Metodologi Penelitian
Penelitian ini menggunakan pendekatan kualitatif dengan metode studi kasus untuk memahami dinamika perjuangan 4-M bersaudara dan dampaknya. Data primer dikumpulkan melalui wawancara mendalam dengan tokoh-tokoh 4-M dan masyarakat Tapang Sambas, serta observasi lapangan di Hutan Adat Tawang Panyai dan ITKK. Data sekunder berasal dari informasi yang tersedia mengenai perjuangan pelestarian hutan adat dan gerakan CCUKK. Analisis data dilakukan dengan pendekatan tematik, mengidentifikasi tema utama seperti pelestarian budaya, pemberdayaan ekonomi, dan peran prinsip 4-M dalam transformasi sosial.
Hasil dan Pembahasan
1. Perjuangan Pelestarian Hutan Adat Tawang Panyai
Perjuangan untuk melindungi Hutan Adat Tawang Panyai dimulai pada tahun 1996, ketika ekspansi perkebunan sawit mulai mengancam warisan leluhur masyarakat Tapang Sambas. 4-M bersaudara—Musa, Munaldus, Mikael, dan Masiun—memainkan peran sentral dalam menggerakkan perlawanan masyarakat adat.
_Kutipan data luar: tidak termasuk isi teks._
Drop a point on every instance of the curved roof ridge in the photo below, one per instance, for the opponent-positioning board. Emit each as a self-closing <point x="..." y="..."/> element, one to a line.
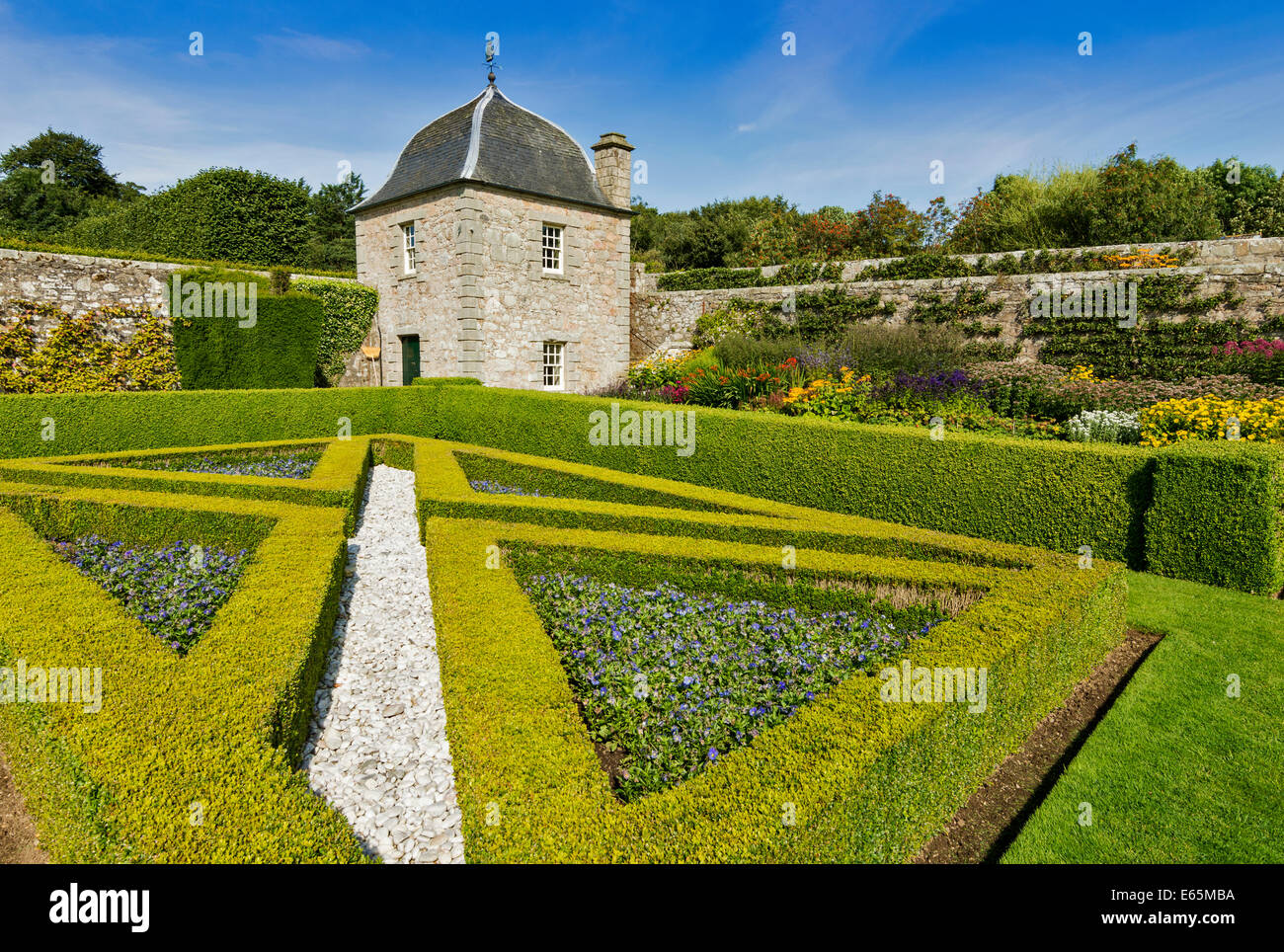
<point x="587" y="159"/>
<point x="470" y="162"/>
<point x="493" y="141"/>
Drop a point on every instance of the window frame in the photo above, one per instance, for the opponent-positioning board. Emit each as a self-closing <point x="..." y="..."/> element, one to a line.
<point x="557" y="248"/>
<point x="410" y="248"/>
<point x="553" y="348"/>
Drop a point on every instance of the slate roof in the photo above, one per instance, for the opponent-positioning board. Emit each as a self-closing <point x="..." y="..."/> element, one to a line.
<point x="493" y="141"/>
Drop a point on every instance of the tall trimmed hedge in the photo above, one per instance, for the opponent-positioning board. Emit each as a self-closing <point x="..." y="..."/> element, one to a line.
<point x="1056" y="496"/>
<point x="275" y="348"/>
<point x="1219" y="515"/>
<point x="347" y="312"/>
<point x="216" y="214"/>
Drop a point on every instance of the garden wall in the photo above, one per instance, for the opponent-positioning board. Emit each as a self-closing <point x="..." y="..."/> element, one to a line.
<point x="1250" y="269"/>
<point x="78" y="282"/>
<point x="1052" y="494"/>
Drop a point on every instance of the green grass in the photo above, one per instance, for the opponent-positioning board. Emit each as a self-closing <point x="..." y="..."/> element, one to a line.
<point x="1177" y="771"/>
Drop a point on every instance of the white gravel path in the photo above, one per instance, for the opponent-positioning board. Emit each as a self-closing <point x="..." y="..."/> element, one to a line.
<point x="376" y="749"/>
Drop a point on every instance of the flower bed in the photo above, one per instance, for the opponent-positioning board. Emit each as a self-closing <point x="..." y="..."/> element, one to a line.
<point x="497" y="488"/>
<point x="848" y="776"/>
<point x="675" y="681"/>
<point x="174" y="591"/>
<point x="1210" y="419"/>
<point x="294" y="463"/>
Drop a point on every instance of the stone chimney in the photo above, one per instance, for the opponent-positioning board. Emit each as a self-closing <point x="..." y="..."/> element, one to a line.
<point x="612" y="167"/>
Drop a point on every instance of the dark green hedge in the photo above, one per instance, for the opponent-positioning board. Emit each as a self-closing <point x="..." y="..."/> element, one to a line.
<point x="452" y="381"/>
<point x="1056" y="496"/>
<point x="216" y="214"/>
<point x="1219" y="515"/>
<point x="278" y="350"/>
<point x="222" y="729"/>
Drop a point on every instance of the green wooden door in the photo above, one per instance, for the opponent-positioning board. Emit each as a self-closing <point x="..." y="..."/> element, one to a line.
<point x="410" y="358"/>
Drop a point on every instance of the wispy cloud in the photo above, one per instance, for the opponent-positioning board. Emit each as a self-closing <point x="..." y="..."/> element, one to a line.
<point x="313" y="46"/>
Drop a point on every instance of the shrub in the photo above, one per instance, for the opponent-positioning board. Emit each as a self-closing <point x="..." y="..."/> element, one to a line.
<point x="29" y="244"/>
<point x="277" y="347"/>
<point x="1052" y="494"/>
<point x="347" y="313"/>
<point x="1219" y="515"/>
<point x="445" y="381"/>
<point x="219" y="214"/>
<point x="1210" y="419"/>
<point x="80" y="356"/>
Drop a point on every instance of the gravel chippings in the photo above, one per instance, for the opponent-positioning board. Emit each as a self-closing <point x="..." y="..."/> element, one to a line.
<point x="376" y="749"/>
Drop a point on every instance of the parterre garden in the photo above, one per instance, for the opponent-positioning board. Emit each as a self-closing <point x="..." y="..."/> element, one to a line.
<point x="636" y="668"/>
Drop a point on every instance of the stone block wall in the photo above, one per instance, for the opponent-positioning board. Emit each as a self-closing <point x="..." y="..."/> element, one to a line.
<point x="480" y="301"/>
<point x="78" y="282"/>
<point x="1252" y="269"/>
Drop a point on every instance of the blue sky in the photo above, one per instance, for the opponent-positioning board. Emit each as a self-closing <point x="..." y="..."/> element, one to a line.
<point x="872" y="97"/>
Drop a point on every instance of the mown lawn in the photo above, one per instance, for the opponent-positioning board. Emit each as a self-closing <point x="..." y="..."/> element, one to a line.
<point x="1177" y="771"/>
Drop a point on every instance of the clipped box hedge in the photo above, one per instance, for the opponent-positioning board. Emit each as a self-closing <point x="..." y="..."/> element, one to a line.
<point x="864" y="781"/>
<point x="191" y="758"/>
<point x="82" y="424"/>
<point x="338" y="477"/>
<point x="1048" y="494"/>
<point x="445" y="381"/>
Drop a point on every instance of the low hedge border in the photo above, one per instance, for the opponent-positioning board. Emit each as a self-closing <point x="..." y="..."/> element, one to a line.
<point x="867" y="780"/>
<point x="1047" y="494"/>
<point x="47" y="425"/>
<point x="189" y="758"/>
<point x="338" y="479"/>
<point x="443" y="489"/>
<point x="445" y="381"/>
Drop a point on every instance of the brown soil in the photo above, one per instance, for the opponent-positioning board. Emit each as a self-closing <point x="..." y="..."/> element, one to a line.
<point x="985" y="827"/>
<point x="18" y="840"/>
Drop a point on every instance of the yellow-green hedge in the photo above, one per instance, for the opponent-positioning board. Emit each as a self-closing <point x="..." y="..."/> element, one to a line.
<point x="867" y="781"/>
<point x="338" y="477"/>
<point x="191" y="758"/>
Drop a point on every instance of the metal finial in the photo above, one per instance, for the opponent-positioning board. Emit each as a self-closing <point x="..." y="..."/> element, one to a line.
<point x="489" y="60"/>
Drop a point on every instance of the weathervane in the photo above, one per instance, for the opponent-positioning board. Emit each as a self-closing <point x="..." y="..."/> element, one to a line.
<point x="492" y="49"/>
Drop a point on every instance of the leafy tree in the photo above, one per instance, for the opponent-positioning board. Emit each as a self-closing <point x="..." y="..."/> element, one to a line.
<point x="1244" y="194"/>
<point x="77" y="164"/>
<point x="1030" y="209"/>
<point x="54" y="180"/>
<point x="1150" y="200"/>
<point x="216" y="214"/>
<point x="333" y="245"/>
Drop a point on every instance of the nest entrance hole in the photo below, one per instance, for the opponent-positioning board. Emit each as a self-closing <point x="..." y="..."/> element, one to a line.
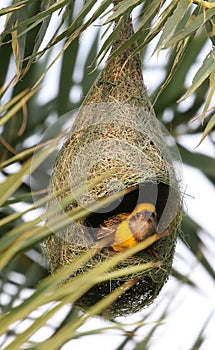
<point x="150" y="192"/>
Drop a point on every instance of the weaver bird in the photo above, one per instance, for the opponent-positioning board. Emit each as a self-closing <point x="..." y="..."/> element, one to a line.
<point x="123" y="231"/>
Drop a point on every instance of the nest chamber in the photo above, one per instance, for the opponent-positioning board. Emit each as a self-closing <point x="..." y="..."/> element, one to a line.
<point x="116" y="132"/>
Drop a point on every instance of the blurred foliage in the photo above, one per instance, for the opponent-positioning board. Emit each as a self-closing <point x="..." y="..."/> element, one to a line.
<point x="39" y="39"/>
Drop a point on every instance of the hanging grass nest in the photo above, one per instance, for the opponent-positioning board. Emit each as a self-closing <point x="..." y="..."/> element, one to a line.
<point x="116" y="133"/>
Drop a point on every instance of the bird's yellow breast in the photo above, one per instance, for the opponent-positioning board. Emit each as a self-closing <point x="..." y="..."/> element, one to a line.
<point x="124" y="238"/>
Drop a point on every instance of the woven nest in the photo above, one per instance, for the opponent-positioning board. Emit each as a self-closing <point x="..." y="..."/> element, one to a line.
<point x="116" y="132"/>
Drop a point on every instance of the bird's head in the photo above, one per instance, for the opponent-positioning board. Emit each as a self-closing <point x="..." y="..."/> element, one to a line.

Dengan semangat yang tak pernah padam, mereka menghadapi berbagai tantangan, mulai dari ketidakpastian hukum hingga tekanan ekonomi dari pihak-pihak yang berkepentingan.
Langkah signifikan dimulai pada tahun 2012 dengan pemetaan wilayah adat. Proses ini tidak hanya bersifat teknis, tetapi juga simbolis, karena menegaskan hak masyarakat atas tanah mereka. Pemetaan ini menjadi dasar untuk dialog dengan pemerintah dan pihak swasta, yang sering kali diwarnai oleh ketegangan. Namun, kegigihan 4-M dalam menyuarakan keadilan memastikan bahwa isu ini tetap mendapat perhatian.
Pada 16 Maret 2017, perjuangan ini membuahkan hasil dengan pengakuan resmi Hutan Adat Tawang Panyai melalui Surat Keputusan Menteri Kehutanan dan Lingkungan Hidup Nomor 152 Tahun 2017. Pengakuan ini menandai kemenangan hukum dan budaya, menegaskan bahwa hutan adat adalah ruang suci yang harus dilindungi.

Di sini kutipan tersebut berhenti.